(UroToday.com) In the fourteenth session of the 2022 International Kidney Cancer Symposium (IKCS): Europe meeting focusing on treatment approaches for patient with non-clear cell renal cell carcinoma (nccRCC), Dr. Elizabeth Henske discussed treatment approaches for patients with chromophobe renal cell carcinoma (RCC), focusing on the potential clinical applications of the observation that cysteine depletion induces ferroptosis in these tumors.
She began by emphasizing what we currently know about the genetic and molecular landscape of chromophobe RCC. This tumor is associated with a number of familial syndromes including Birt-Hogg-Dube and tuberous sclerosis. These tumors arise, unlike clear cell RCCs, from intercalated cells of the kidney. Further, histologically, chromophobe RCCs are filled with abnormal mitochondria containing a high rate of mitochondrial mutations, including ND4. Genetically, there is loss of one copy of chromosomes 1, 2, 6, 10, 13, and 17 with few identified driver mutations.
In terms of clinical behaviour, while few chromophobe RCCs metastasize (~5%), there are limited treatment options available for those that do. As these are immunologically cold tumors, response to immunotherapy is relatively poor as is response to both tyrosine kinase inhibitors (such as sunitinib) and mTOR inhibitors (such as everolimus).
Thus, Dr. Henske emphasized the need to better understand the biology of chromophobe RCC to lead to novel therapeutics. One of the “striking” observations regarding these tumors is the upregulation of glutathione. Comparing between tumor and adjacent normal tissue across a variety of histologic subtypes, this was notably distinct in this subset of RCC. When confirmed in an independent validation, glutathione levels were 54 to 115-fold higher in chromophobe RCC than in adjacent non-tumor tissue.
Mechanistically, cysteine is the rate-limiting step for glutathione synthesis. Thus, Dr. Henske described two potential scenarios if cysteine uptake were to be inhibited: the tumors may have an intrinsic resistance given that the pre-existing levels of glutathione exist intra-tumorally or they may be intrinsically sensitive as they have a high requirement for cysteine to maintain high levels of glutathione.

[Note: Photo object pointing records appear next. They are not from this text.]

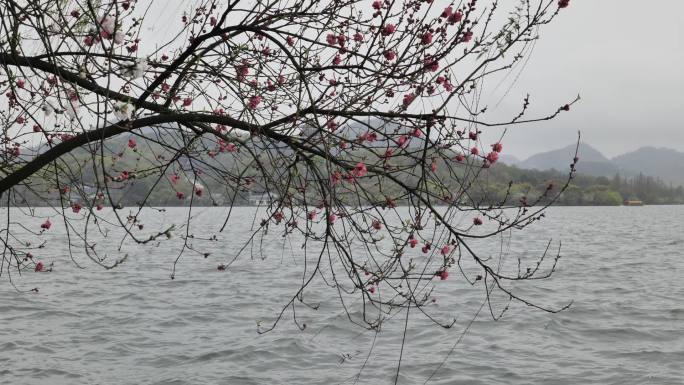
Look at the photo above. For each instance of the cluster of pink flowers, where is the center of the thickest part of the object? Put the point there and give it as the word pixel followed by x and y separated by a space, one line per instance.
pixel 359 170
pixel 254 102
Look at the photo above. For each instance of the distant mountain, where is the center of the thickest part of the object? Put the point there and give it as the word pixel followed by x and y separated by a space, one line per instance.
pixel 510 160
pixel 664 163
pixel 592 162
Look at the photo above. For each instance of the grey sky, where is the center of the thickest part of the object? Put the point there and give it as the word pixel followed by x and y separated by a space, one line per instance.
pixel 625 58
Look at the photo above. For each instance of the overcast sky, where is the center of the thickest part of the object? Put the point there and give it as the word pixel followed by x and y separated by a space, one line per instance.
pixel 626 60
pixel 624 57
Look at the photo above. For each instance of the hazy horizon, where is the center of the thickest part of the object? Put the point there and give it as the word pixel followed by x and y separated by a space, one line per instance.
pixel 627 67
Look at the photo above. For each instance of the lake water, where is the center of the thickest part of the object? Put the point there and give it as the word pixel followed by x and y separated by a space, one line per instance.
pixel 622 266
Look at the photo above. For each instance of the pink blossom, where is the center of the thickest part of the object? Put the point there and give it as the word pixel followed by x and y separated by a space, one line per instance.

Indeed, it was the second of these that was confirmed in in vitro assays: when compared to ccRCC derived cell lines, chromophobe cell lines were much more sensitive to cysteine starvation, despite high levels of glutathione: while complete starvation inhibited growth of both cell lines, ccRCC derived lines were able to grow in low concentrations that inhibited growth of the chromophobe lines.
To feed this need for cysteine, chromophobe RCCs upregulate the cystine transporter SLC7A11 (xCT). Perhaps not surprisingly then, in vitro knock down of the transporter resulted in inhibition of tumor growth. The intra-cellular deprivation of cysteine leads to the process of ferroptosis in which there is peroxidation of lipids in plasma membrane leading to cell death. Along with inhibition of cystine import, inhibition of glutathione synthesis and inhibition of glutathione peroxidase may induce ferroptosis.
Using cyst(e)inase in in vitro assays, Dr. Henske along with Dr Zhang demonstrated that chromphobe RCCs are much more sensitive than ccRCC to inhibition of cysteine uptake. Moving forward, they showed that in mice models, use of imidazole ketone erastin was able to inhibit in vivo growth of chromophobe tumors.
Thus, she concluded that chromophobe RCC is hypersensitive to cysteine deprivation. This has potential links to mitochondrial defects and oxidative stress and may offer novel therapeutic opportunities.